Prof Sharifah Hapsah said that internationalisation involves many stakeholders in changing the internal dynamics of the core missions of teaching and learning, research and innovation, community and industry engagement as well as commercialisation. It is an ongoing, future-oriented, multidimensional, interdisciplinary and leadership-driven vision.
She explained that before Malaysia embarked on an aggressive cross-border education initiative, about six percent of the tertiary students in Malaysia moved offshore and the country invested over RM2 billion a year in them in private and public funds.
However, with liberalisation and globalisation in the 1980s, cross-border education became a tradable service with a global market worth trillions of dollars. In this trade, Malaysia is a net exporter where while it spent more than 3.5 percent of its Gross National Product (GNP) on education exports, it receives only 0.5 percent in export revenue.
This imbalance became the spur for the 1996 strategy shift and mindset change - higher education was privatised and education was autonomously liberalised, the outcome being that education has become an engine of economic productivity and cross-border education proliferated, mainly driven by the private sector.
However, the change wasn’t entirely driven by economic considerations to reduce capital outflow and generate revenue from foreign students; quality private and cross-border provision was seen as essential in increasing access and expanding opportunities for students’ choice, particularly in a labour market where competition is based on innovation.
Among the internationalisation strategies embarked upon by the government were:
· Establishing centres in strategic countries to promote and protect the reputation of Malaysian higher education.
· Organising education fairs and promotional tours.
· Coordinating the government’s immigration and visa policies with education.
· Encouraging student mobility and study abroad programmes.
· Having more academic programmes accredited by international bodies.
· Increasing joint collaborations between governments and institutions through bilateral and multilateral agreements.
· Inviting more universities of repute to set up branch campuses.
Prof Sharifah Hapsah described the outcome as phenomenal in terms of the growth of private higher education institutions, including branch campuses of foreign universities.
“More importantly, we pioneered many innovations in cross-border education such as twinning, franchise, advanced standing, distance learning and joint or double awards leading to academic, vocational and profesional qualifications,” she added.
“These activities turned Malaysia into a hub of educational excellence providing quality education for local and international students.”
Malaysia reduced the outflow of nearly RM29.5 billion for Malaysians studying abroad to RM7.5 billion. In 2009, there was an estimated inflow of RM1.3 billion from foreign students, increasing to RM2.6 billion in 2010. The sector contributed about RM27 billion or four percent of Gross National Income (GNI) in 2009, and this is expected to rise to RM61 billion by 2020.
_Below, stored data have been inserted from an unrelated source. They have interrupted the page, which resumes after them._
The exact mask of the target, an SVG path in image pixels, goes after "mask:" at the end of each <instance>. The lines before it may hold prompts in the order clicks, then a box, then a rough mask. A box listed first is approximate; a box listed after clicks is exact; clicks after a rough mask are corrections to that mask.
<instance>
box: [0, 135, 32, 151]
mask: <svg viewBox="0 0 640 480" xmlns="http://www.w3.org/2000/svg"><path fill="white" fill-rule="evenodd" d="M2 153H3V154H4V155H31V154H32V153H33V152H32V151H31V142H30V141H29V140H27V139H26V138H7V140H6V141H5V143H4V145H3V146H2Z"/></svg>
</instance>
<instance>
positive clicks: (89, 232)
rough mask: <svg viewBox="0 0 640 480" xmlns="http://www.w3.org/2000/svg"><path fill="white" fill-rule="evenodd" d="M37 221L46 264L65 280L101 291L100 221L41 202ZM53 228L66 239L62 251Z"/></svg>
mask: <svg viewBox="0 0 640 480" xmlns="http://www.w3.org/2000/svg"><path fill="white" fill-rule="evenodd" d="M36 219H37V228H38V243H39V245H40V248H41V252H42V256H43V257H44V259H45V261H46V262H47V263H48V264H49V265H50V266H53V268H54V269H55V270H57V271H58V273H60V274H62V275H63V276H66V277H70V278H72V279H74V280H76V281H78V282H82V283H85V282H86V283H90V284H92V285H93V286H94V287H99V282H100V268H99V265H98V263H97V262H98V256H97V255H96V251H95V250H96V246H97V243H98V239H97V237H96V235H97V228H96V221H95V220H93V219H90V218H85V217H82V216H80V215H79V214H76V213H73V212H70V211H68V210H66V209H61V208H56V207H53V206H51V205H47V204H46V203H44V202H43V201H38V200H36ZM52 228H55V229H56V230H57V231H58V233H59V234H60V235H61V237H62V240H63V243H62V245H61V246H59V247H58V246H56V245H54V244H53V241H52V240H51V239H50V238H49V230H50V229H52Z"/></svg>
The social impact was even more staggering, she said where international partnerships helped build the capacity of private colleges with some being upgraded to university colleges and full universities.
As at April 2011, there are 488 private higher education institutions comprising 436 non-university status colleges, 22 university colleges, 25 full-fledged universities and five branch campuses of foreign universities.
Together with public universities, polytechnics and community colleges, they succeeded in enrolling 17 times more students - in 2007 there were an estimated 942,200 students, about 40 percent of whom were in private institutions.
International students rose of 0.7 percent of total student population in 2007 to 3.4 percent in 2011, making Malaysia one of the emerging international providers of higher education, she said.